A Trusted Path
In 164 years of forging trusted relationships, integrated financial advisor HM Payson has seen — and weathered — dramatic changes in the world of retirement planning.
Every day in 2018, some 10,000 baby boomers across the U.S. will turn 65. Many of them will retire, others will work for a few more years — out of choice or necessity — and still others will redefine retirement altogether. Whatever path they choose, it likely won’t look much like the one their parents took. “More, if not all, of the savings responsibility of future retirees is going to fall on their own shoulders,” says John Beliveau, a managing director at HM Payson, an integrated financial advisor in Portland. Beliveau and portfolio manager Jay Flower explain why financial planning is critical to ensuring that retirees’ resources last through their lifetime and support the lifestyle they desire.
How have retirement savings strategies changed in the past 30 years or so?
Flower: Baby boomers are living longer, so we have to plan for 30–35 years of portfolio-sustaining lifestyle expenses. Couple that with all-time low interest rates, and a conventional approach such as a 60/40 stock-to-bond split may not be as viable an option as it was 15–20 years ago. Thorough and expert financial planning is invaluable in these unprecedented times, no matter how far off
"We’re financial therapists, if you will. Markets can get crazy, and people can react emotionally. Our role is to take the emotion out of the decision-making process and be a true counselor to our clients so they don’t make bad decisions."
What’s the biggest risk to a financially secure retirement?

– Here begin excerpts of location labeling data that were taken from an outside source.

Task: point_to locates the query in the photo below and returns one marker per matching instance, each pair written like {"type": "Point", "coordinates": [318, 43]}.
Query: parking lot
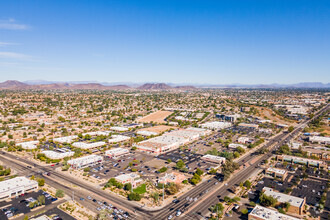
{"type": "Point", "coordinates": [57, 214]}
{"type": "Point", "coordinates": [311, 189]}
{"type": "Point", "coordinates": [112, 167]}
{"type": "Point", "coordinates": [21, 204]}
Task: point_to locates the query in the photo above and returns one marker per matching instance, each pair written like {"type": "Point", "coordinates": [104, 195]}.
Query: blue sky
{"type": "Point", "coordinates": [179, 41]}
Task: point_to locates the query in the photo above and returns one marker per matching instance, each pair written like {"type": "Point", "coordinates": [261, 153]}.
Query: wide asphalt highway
{"type": "Point", "coordinates": [58, 181]}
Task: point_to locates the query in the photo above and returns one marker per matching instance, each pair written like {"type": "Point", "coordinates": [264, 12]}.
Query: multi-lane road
{"type": "Point", "coordinates": [207, 191]}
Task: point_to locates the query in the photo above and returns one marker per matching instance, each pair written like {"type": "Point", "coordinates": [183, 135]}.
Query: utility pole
{"type": "Point", "coordinates": [164, 186]}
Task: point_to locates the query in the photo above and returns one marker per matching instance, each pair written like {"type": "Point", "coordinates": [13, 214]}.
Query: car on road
{"type": "Point", "coordinates": [176, 201]}
{"type": "Point", "coordinates": [178, 213]}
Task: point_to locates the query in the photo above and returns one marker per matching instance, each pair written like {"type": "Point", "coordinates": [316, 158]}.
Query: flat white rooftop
{"type": "Point", "coordinates": [269, 214]}
{"type": "Point", "coordinates": [275, 170]}
{"type": "Point", "coordinates": [282, 198]}
{"type": "Point", "coordinates": [15, 183]}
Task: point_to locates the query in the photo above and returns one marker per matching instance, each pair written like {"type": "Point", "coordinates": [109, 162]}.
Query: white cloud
{"type": "Point", "coordinates": [11, 24]}
{"type": "Point", "coordinates": [12, 55]}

Beliveau: There are many, but if we were to rank them, excessive spending would be at the top. Most people can’t have everything they want, and for us to give meaningful advice, we need to understand what’s most important to them.
We ask them to rank their priorities and goals, and if compromises need to be made, we make sure they’re comfortable trading away numbers four or five in order to achieve their top priorities. Our holistic financial approach is a very empowering and supportive planning process that often reduces stress and anxiety through transitional phases in life and, perhaps more importantly, through the inevitable rough patches the financial markets will experience.

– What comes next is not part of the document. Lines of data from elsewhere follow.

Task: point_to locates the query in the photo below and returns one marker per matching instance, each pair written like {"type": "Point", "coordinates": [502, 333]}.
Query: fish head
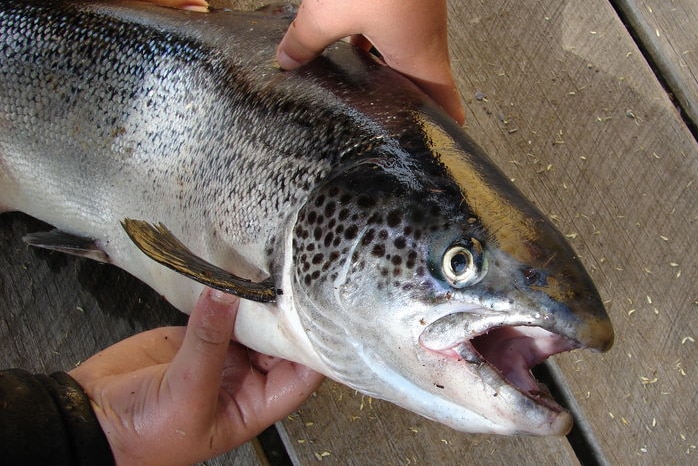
{"type": "Point", "coordinates": [424, 277]}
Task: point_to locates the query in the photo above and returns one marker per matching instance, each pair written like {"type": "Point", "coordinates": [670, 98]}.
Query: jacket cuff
{"type": "Point", "coordinates": [48, 420]}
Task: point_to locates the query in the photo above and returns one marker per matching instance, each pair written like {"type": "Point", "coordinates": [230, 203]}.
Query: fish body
{"type": "Point", "coordinates": [403, 263]}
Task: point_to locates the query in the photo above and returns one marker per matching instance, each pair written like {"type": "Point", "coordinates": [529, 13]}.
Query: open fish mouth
{"type": "Point", "coordinates": [502, 353]}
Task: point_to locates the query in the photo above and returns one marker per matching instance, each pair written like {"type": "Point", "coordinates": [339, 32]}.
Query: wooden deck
{"type": "Point", "coordinates": [562, 95]}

At what age should people approach a financial advisor for retirement planning?
Beliveau: The sooner the better. I’d say mid- to late 40s. Your highest earning years are your mid-40s to early 60s, and you want to ensure that you’re saving enough so that when you do retire and start to draw down, your resources will last. If you wait until only a couple of years before retirement, the adjustments that need to be made might be quite significant, and you may have to put off retirement or have a much lower lifestyle than you anticipated.
Plan for Long Life
Use a life expectancy of 90 as a starting point for retirement planning. That’s a 25-year retirement for those retiring at 65.
The 4% Rule A reasonable annual withdrawal over a 25-year retirement is 4 percent of your retirement-year portfolio value (that means $48,000 on a $1.2 million portfolio).

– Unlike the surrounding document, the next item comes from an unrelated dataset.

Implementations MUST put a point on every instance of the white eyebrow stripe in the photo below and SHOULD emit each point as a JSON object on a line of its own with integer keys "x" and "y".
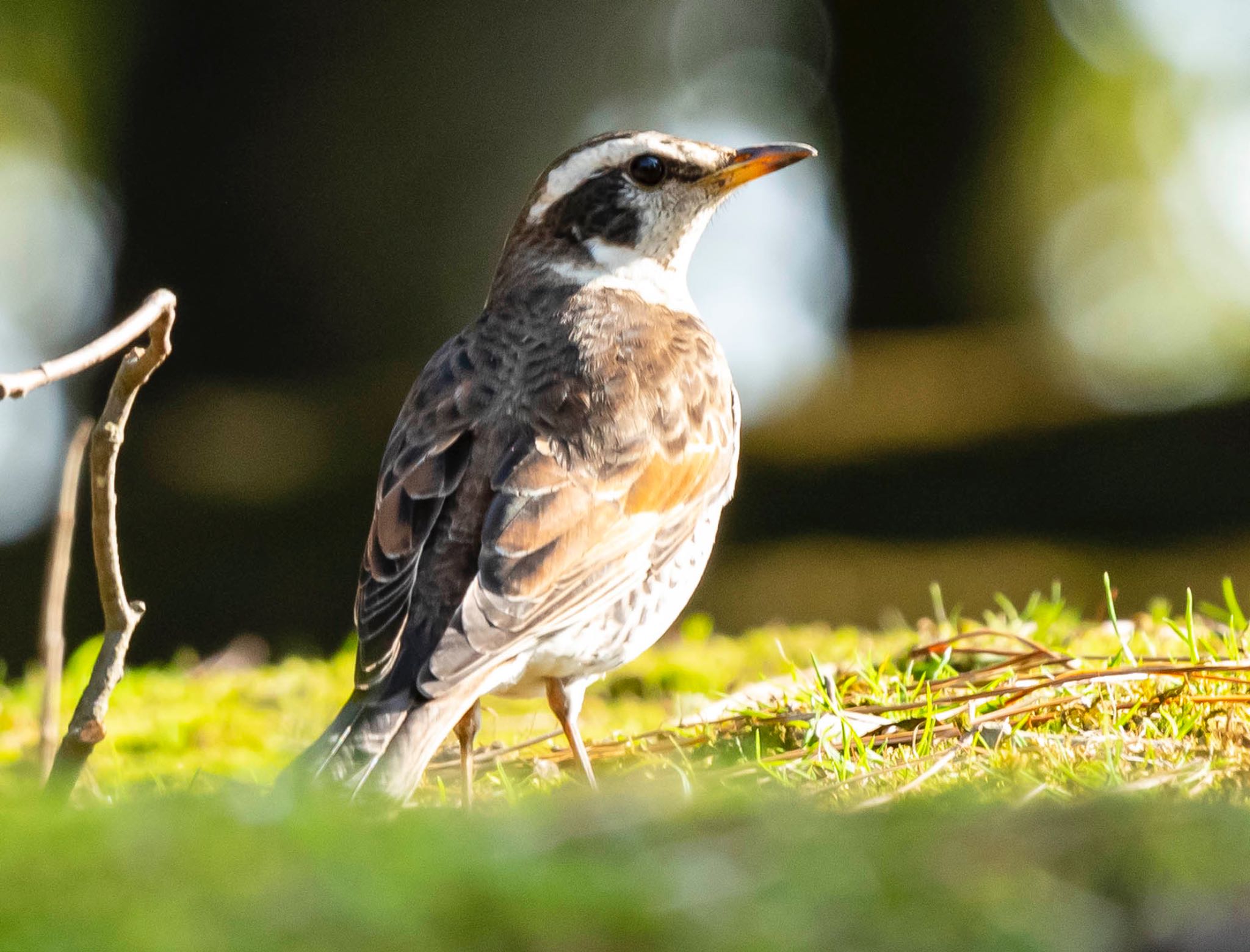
{"x": 582, "y": 165}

Couples should expect to spend $220,000–$250,000 for health care costs over the course of retirement.
Over 25 years, expect inflation to cut your spending power roughly in half.
How about after retirement?
Flower: It’s important that plans are monitored throughout retirement. It’s also important to engage the next generation. More and more, we’re seeing couples bring their children into the conversation to talk about what happens if there are health or long-term-care issues and what’s in their best interest in terms of taxes and legacy planning.